The US now ensures an “adequate level” of data protection, the European Commission said.

(Bloomberg) -- European Union regulators took a big step toward ending the legal limbo that imperiled transatlantic data flows worth billions of dollars and sparked threats of an EU withdrawal from social network giant Meta Platforms Inc.

The US now ensures an “adequate level” of data protection, the European Commission said as it unveiled proposals to replace a previous accord that was torpedoed by the EU’s top court on privacy concerns.  

The step follows months of negotiations with the US, which yielded an executive order by President Joe Biden and US pledges to ensure that EU citizens’ data is safe once it’s shipped across the Atlantic. The new pact still needs the approval by EU lawmakers and a panel of EU privacy watchdogs.

“US companies will be able to join the EU-U.S. Data Privacy Framework by committing to comply with a detailed set of privacy obligations,” such as to delete data that’s no longer needed, the commission said in a statement. US promises will ensure EU citizens’ defense rights, but will also limit access to data by US security agencies or other public authorities, the commission said.

The EU’s top court in 2020 toppled the bloc’s previous deal, over concerns that citizens’ data wasn’t safe from the prying eyes of US agencies when it was transferred from Europe. The so-called Privacy Shield had widely been hailed as providing the necessary protections, after EU judges stuck down the first such accord. The court ruling plunged whole swathes of the EU-US economy into a legal limbo, with firms clamoring to find legally watertight alternatives. 
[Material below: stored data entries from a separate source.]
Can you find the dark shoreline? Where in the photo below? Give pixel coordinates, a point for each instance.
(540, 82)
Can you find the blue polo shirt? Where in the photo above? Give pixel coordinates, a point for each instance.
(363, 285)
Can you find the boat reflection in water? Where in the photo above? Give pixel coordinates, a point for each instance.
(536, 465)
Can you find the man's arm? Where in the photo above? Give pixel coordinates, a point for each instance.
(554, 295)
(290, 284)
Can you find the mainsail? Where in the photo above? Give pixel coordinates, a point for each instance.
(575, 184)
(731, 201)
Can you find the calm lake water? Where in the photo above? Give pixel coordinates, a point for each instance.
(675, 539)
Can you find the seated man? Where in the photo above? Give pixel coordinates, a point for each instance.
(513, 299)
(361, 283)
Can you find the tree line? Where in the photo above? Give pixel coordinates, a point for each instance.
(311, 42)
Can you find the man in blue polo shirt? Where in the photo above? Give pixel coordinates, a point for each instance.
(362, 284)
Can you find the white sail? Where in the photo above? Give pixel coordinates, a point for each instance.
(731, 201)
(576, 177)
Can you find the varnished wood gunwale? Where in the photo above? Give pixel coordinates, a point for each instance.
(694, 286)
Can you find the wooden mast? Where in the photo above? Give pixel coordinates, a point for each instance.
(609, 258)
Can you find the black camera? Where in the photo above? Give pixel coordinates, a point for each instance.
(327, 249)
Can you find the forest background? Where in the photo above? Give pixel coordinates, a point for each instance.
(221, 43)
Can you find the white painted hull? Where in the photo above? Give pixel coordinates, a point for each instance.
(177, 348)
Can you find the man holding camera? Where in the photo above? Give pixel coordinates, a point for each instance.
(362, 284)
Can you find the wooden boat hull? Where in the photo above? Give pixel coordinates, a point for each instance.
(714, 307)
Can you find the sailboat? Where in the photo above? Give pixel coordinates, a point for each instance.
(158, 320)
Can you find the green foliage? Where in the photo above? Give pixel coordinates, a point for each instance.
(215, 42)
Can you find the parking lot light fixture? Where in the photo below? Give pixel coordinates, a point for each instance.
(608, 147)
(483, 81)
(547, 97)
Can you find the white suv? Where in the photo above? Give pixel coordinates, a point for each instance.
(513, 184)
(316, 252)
EU-US negotiators were forced back to the drawing board and the prospect of no deal led Meta, Facebook’s owner, to say it may have no choice but to pull its Facebook and Instagram services from the EU.

A breakthrough was reached earlier this year and the legal changes the US committed to this time represent a “fundamental shift” from what was in place before and “really target” concerns laid out by the EU court, a US government official said last month.

Privacy campaigner Max Schrems has been behind two EU court cases that ended up striking down the bloc’s previous data flow decisions. Schrems said in a statement through his group Noyb on Monday that “the changes in US law seem rather minimal.” 

“We will analyze the draft decision in detail the next days,” said Schrems. “As the draft decision is based on the known executive order, I can’t see how this would survive a challenge” and “it seems that the European Commission just issues similar decisions over and over again — in flagrant breach of our fundamental rights.”

It’s widely expected the new pact will also face a court challenge.

“Of course we will have a challenge before the Court of Justice, I’m sure of that,” EU Justice Commissioner Didier Reynders said at an event on Monday. “I’m quite confident” that the new decision will be upheld in court, because “we’re very far, in a very robust system.”

The EU’s decision will now be analyzed by the European Data Protection Board, the body consisting of the bloc’s national privacy watchdogs and enforcers, and by the European Parliament. The commission has said that if all goes smoothly, the new EU-US Data Privacy Framework could be finalized in the first half of next year.